Em 2010, Chaves completou 40 anos initerruptos de exibição na televisão e já foi exibido em mais de 120 países. Só isso já basta para explicar o porquê dele estar na lista. A história do menino pobre e esfomeado que mora numa vila no subúrbio mexicano é simplesmente a melhor comédia já feita. É doce, inocente, encantador e cativante no seu melhor: a simplicidade. Um roteiro brilhante e atuações excelentes conseguem driblar os problemas de cenários feitos de isopor e papelão. Mas, sinceramente, esse é o encanto maior de Chaves: não se precisa de cenário quando se tem imaginação.
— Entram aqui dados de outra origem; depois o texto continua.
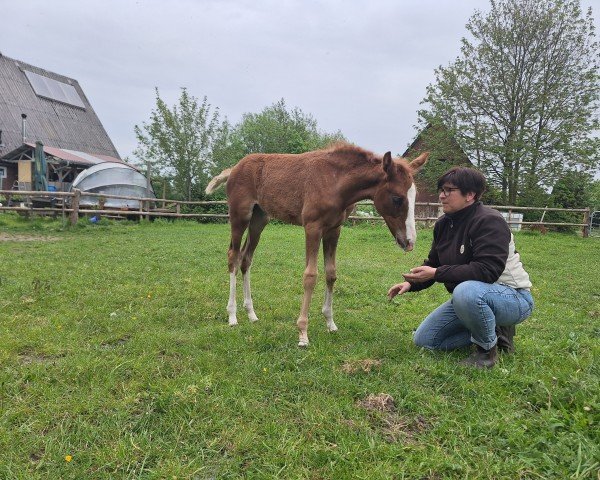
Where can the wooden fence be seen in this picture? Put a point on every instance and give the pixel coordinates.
(68, 205)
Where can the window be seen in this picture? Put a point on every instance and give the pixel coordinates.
(54, 90)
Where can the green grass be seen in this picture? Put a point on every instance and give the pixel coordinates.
(115, 350)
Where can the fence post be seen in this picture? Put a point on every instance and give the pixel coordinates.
(75, 206)
(585, 230)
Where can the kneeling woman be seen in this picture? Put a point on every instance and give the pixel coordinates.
(473, 254)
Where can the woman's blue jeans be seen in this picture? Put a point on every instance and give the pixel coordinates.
(472, 315)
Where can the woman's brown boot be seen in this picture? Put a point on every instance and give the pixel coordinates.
(482, 358)
(505, 338)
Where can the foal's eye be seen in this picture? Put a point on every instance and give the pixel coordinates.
(398, 201)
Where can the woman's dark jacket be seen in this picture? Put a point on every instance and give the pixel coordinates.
(471, 244)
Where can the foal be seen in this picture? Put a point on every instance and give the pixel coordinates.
(316, 190)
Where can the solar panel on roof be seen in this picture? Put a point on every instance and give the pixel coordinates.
(53, 89)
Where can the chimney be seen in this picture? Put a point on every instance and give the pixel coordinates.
(24, 126)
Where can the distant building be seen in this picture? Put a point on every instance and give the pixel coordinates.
(446, 150)
(38, 105)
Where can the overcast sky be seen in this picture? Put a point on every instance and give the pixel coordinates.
(360, 67)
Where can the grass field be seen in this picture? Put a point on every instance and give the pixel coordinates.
(117, 362)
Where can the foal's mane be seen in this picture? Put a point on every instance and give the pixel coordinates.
(352, 152)
(355, 153)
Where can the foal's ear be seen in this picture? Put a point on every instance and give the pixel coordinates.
(418, 162)
(387, 163)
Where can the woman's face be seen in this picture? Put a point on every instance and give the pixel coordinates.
(453, 200)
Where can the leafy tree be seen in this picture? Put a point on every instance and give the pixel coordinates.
(574, 189)
(278, 129)
(523, 97)
(179, 141)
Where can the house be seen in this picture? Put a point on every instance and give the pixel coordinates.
(41, 106)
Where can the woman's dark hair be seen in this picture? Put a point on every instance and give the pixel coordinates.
(466, 179)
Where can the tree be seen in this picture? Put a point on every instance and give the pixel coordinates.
(179, 142)
(572, 190)
(279, 130)
(523, 97)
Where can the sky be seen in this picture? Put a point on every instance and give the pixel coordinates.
(360, 67)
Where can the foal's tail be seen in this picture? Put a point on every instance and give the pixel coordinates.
(219, 180)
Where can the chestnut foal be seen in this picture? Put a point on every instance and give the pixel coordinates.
(316, 190)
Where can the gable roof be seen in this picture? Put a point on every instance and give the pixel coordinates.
(59, 115)
(74, 157)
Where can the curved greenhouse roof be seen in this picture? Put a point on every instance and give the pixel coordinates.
(113, 178)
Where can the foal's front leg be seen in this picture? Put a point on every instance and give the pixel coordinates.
(313, 239)
(330, 240)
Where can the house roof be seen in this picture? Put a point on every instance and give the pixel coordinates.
(57, 111)
(74, 157)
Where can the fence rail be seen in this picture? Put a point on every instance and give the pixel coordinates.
(68, 203)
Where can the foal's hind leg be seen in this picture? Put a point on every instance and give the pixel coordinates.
(313, 240)
(257, 224)
(238, 226)
(330, 241)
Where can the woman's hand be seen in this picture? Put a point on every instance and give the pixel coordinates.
(398, 289)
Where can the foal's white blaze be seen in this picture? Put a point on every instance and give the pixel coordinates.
(411, 231)
(232, 305)
(248, 298)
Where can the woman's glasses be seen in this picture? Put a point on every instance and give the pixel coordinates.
(445, 191)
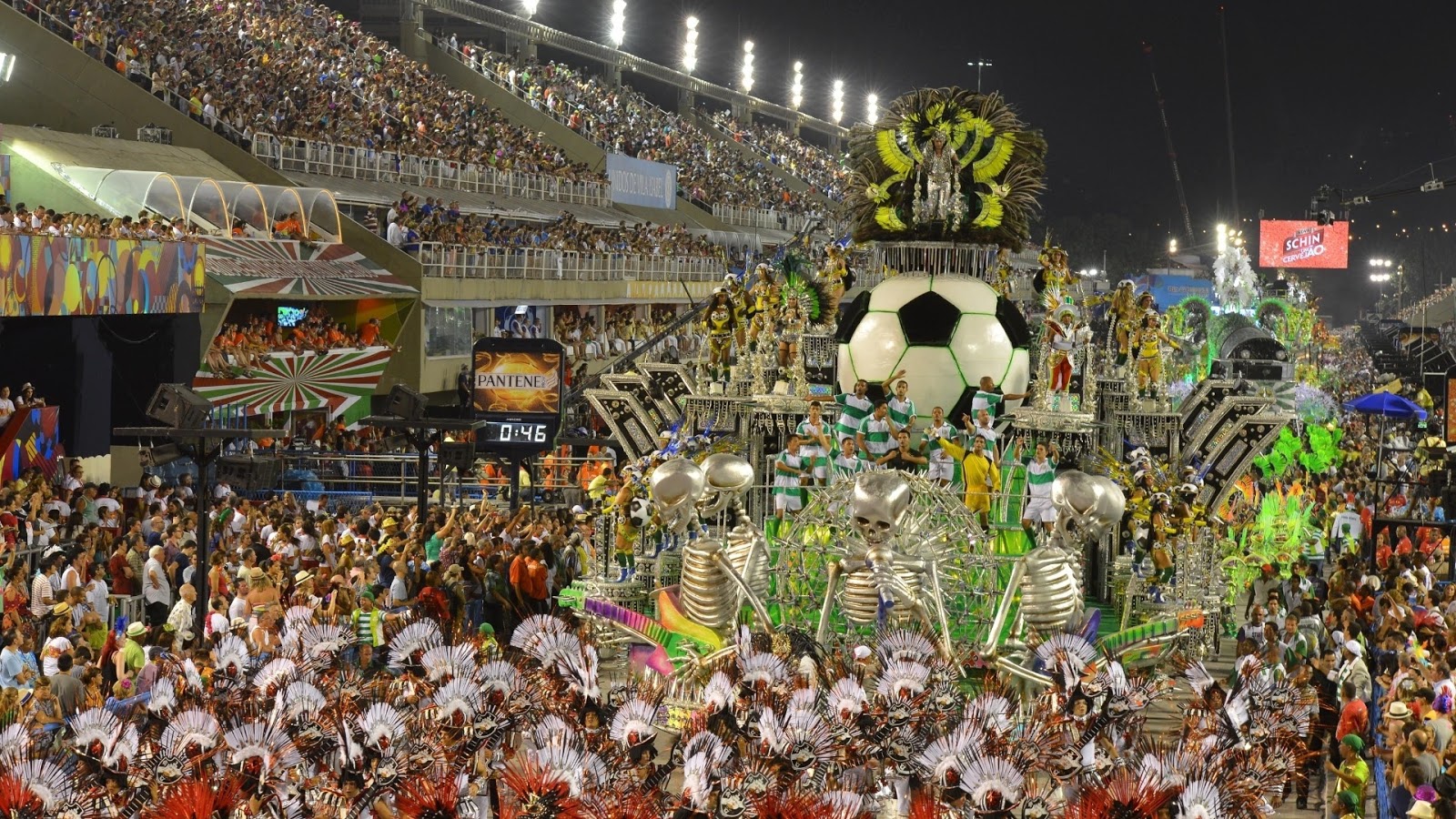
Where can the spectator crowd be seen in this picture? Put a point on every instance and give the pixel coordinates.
(710, 171)
(298, 69)
(411, 220)
(242, 346)
(803, 159)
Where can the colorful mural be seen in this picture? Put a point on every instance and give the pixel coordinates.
(339, 380)
(33, 439)
(252, 268)
(51, 276)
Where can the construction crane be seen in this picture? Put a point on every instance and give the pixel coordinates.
(1168, 138)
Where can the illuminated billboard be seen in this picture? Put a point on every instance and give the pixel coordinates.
(1303, 244)
(517, 376)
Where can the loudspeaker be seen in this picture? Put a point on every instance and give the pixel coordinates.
(458, 455)
(405, 402)
(159, 455)
(247, 474)
(178, 407)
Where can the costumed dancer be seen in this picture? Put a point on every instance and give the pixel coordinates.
(814, 445)
(762, 302)
(1065, 334)
(720, 324)
(1125, 321)
(740, 302)
(631, 518)
(939, 184)
(1149, 339)
(836, 270)
(1041, 471)
(1056, 276)
(790, 470)
(979, 471)
(793, 321)
(939, 462)
(854, 409)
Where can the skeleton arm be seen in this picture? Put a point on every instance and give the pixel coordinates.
(834, 570)
(759, 611)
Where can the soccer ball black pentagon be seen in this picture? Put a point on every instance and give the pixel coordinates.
(945, 332)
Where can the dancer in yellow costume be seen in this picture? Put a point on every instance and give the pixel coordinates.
(979, 471)
(720, 322)
(834, 273)
(1149, 339)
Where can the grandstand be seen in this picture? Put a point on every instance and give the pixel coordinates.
(325, 206)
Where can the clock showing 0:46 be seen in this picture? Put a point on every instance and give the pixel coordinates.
(514, 431)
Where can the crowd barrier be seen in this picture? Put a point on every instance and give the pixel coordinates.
(764, 219)
(360, 480)
(295, 155)
(482, 261)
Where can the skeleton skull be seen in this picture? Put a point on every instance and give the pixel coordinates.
(878, 504)
(727, 479)
(676, 487)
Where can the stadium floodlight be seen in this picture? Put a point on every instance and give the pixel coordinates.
(691, 46)
(618, 34)
(747, 66)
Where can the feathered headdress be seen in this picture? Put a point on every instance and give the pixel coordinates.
(1001, 167)
(632, 724)
(411, 643)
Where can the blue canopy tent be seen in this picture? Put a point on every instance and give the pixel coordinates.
(1387, 405)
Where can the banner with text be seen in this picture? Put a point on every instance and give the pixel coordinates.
(642, 182)
(1286, 242)
(1168, 288)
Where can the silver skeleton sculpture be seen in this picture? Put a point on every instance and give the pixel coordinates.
(1050, 574)
(881, 566)
(725, 562)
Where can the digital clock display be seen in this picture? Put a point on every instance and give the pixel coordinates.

Use sua alma de criança e dê muitas risadas.

9. Twin Peaks



Essa eu nunca vi, mas tenho muita vontade! A série girava em torno de uma investigação do FBI, liderada pelo agente Dale Cooper, para descobrir a verdade sobre o brutal e chocante assassinato da adolescente Laura Palmer. Só teve trinta episódios, mas se tornou cult e, bem ao estilo novela-do-Gilberto-Braga, lançou a pergunta que ficou na cabeça de todos os amercianos: "Quem matou Laura Palmer?". E, claro, não pode esquecer que foi criado por David Lynch. É, só isso.

10. Profissão: Perigo


Angus MacGyver: cara que acaba com um vazamento de ácido sulfúrico usando chocolate, faz bomba usando chiclete, desarma míssil usando clipes de papel, constrói um detector de mentiras com um verificador de pressão e um despertador, tapa um buraco no radiador do carro com um ovo frito... Precisa falar mais alguma coisa?

Menções honrosas:
• Dr. House - Impossível não amar o médico mais mal-encarado de todos os tempos.
• The Big Bang Theory - Ser nerd nunca foi tão cool.
• Glee - Pros chatos de plantão, Glee é, sim, uma das séries mais criativas da TV. E eles são bons de verdade: só com eles para eu ouvir 'The Thong Song'
• Eu, a Patroa e as Crianças - Queria que meu pai fosse como Michael Kyle!
• A Gata e o Rato - Os diálogos ultra-rápidos começaram com Cybill Sheperd e Bruce Willis nessa série dos anos 80 que não perde em nada para os roteiros atuais.